Feasibility of genomic skimming on the ONT minION sequencer
The term genomic skimming was first coined by in 2012 by Straub et al. (2012)20 as a way to utilize shallow sequencing of gDNA to obtain relatively deeper coverage of high-copy portions of the genome, including mitogenomes. In combining genomic skimming with ONT long-read sequencing, we successfully reconstructed a complete marmoset mitogenome without the need for prior PCR enrichment, using standard molecular biology equipment, and a compact portable sequencer that connects to a laptop computer. Preparation of genetic material for ONT sequencing in this study took less than a full day, and sequencing reads were available within 48 hours. Although the coverage of our reconstructed ONT mitogenome was low-medium (9x) and one of the largest sources of error for the ONT reads were missing reads in long homopolymer runs, the ONT data showed a high degree of concordance with gold standard mtDNA Sanger sequencing reads for the same individual. Hence, this work along with a number of previous studies (e.g.,5,21), highlights ONT-based genomic skimming as holding great potential for enhancing mitogenomic and diversity studies of data-deficient and/or non-model organisms.
A major challenge in ONT sequencing is the relatively high sequencing error (5%-15%), but the application of computational polishing significantly reduces errors of raw ONT data (e.g.22). Another challenge with ONT methodologies is the large amount of input DNA needed for sequencing relative to other types of methods, particularly PCR and Sanger sequencing. Multiplexing samples onto the same flow cell is one way to reduce the required amount of per sample DNA, and currently ONT chemistry allows for up to 24 individual gDNA samples to be multiplex per flow cell. Another option to improve mitogenome coverage from genome skimming shotgun data, especially for sensitive applications is to use sample preparation approaches that specifically enrich for mtDNA (e.g., https://www.protocols.io/view/isolation-of-high-quality-highly-enriched-mitochon-mycc7sw).

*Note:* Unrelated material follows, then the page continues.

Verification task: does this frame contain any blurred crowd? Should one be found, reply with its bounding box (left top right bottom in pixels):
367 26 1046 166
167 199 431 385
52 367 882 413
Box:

It is important to point out that our approach represents a starting point from which methodological aspects could be adjusted to further improve and modify our protocol. An important consideration for long-read sequencing is access to high-quality DNA which is not degraded. For marmosets especially, another consideration for input DNA is whether chimerism could bias genomic analysis or not, as levels of chimerism vary between marmoset biological tissues. Marmosets usually give birth to twins that are natural hematopoietic chimeras due to cellular exchange from placental vascular anastomoses during early fetal development23,24,25. This chimerism may result in the presence of up to 4 alleles of a single-copy genomic locus within a single individual. In marmosets, skin shows some of the lowest amounts of chimerism while blood is highly chimeric24,25,26. Depending on project design, high levels of chimerism can bias base calling of nuclear genome derived sequence reads, but this is less of a concern for mitogenomic studies as mtDNA is haploid and transmitted maternally.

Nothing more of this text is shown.